Chinese foreign ministry spokesperson Hua Chunying told the BBC “there might be some misunderstanding” and “there’s no need to read too much into it”.
“No need to read too much into it.” I like that. We can use that for everything related to the Chinese government, whose behavior throughout this whole pandemic has been perfectly normal, and not at all suggestive of a serious cover-up.
Kara Swisher, writing for New York Magazine:
That is why Twitter and Facebook and YouTube, which are the three main conduits of online communications for most Americans, must now de-platform Trump permanently.
I do not call for this lightly and have always thought that he should get a wider berth owing to being the most newsworthy person on the planet. But it’s long past time to make an example of him as a persistent violator of platform rules who cynically games their laudable impulse toward allowing as much speech as possible. […]
Twitter — Trump’s favored online communications vehicle — says as much in its civic integrity policy, noting that “you may not use Twitter’s services for the purpose of manipulating or interfering in elections or other civic processes.” Well, he has done that over and over on social media, raging like the monster that he has always been.

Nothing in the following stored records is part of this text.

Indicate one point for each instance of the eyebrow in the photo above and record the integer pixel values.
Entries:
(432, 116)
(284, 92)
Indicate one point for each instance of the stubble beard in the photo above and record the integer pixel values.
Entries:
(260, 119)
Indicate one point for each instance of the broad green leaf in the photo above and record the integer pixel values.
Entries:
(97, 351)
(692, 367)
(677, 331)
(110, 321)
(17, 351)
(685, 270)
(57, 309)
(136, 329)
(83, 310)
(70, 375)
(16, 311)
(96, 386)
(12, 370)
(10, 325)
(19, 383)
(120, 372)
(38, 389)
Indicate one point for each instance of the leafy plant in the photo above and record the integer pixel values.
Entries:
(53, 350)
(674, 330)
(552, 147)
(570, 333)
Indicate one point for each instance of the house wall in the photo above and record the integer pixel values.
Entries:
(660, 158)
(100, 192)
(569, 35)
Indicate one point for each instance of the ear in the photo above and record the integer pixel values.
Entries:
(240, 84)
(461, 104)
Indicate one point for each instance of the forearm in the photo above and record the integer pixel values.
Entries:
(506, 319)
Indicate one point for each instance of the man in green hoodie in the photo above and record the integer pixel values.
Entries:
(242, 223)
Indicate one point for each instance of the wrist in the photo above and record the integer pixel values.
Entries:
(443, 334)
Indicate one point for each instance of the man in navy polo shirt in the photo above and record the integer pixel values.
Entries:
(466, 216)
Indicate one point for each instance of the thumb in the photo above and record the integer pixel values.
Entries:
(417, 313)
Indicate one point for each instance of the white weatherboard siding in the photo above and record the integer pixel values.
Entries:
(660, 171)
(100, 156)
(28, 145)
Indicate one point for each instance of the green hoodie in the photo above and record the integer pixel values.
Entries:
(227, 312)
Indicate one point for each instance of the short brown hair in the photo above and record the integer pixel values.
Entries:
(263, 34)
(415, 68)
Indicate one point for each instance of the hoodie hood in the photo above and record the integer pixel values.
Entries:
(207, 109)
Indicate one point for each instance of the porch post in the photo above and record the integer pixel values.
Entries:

Trump is the biggest problem (and the immediate threat), no question, but this needs to be less about Trump personally and more about branding Trumpist viewpoints as beyond the pale. Intolerable. Twitter says “you may not use Twitter’s services for the purpose of manipulating or interfering in elections or other civic processes”, but by their actions, clearly the opposite is true. Donald Trump has used Twitter for just such purposes. And now Twitter has let him back on their platform to keep doing it.
Capitol Police said that white nationalist MAGA louts were not allowed to storm through the Capitol, humiliate both houses of Congress, steal with impunity and fart in Nancy Pelosi’s chair. But they did allow it. Federal law enforcement is facing a reckoning in the aftermath of Wednesday’s debacle not because of their words or intentions, but because of their actions and the results.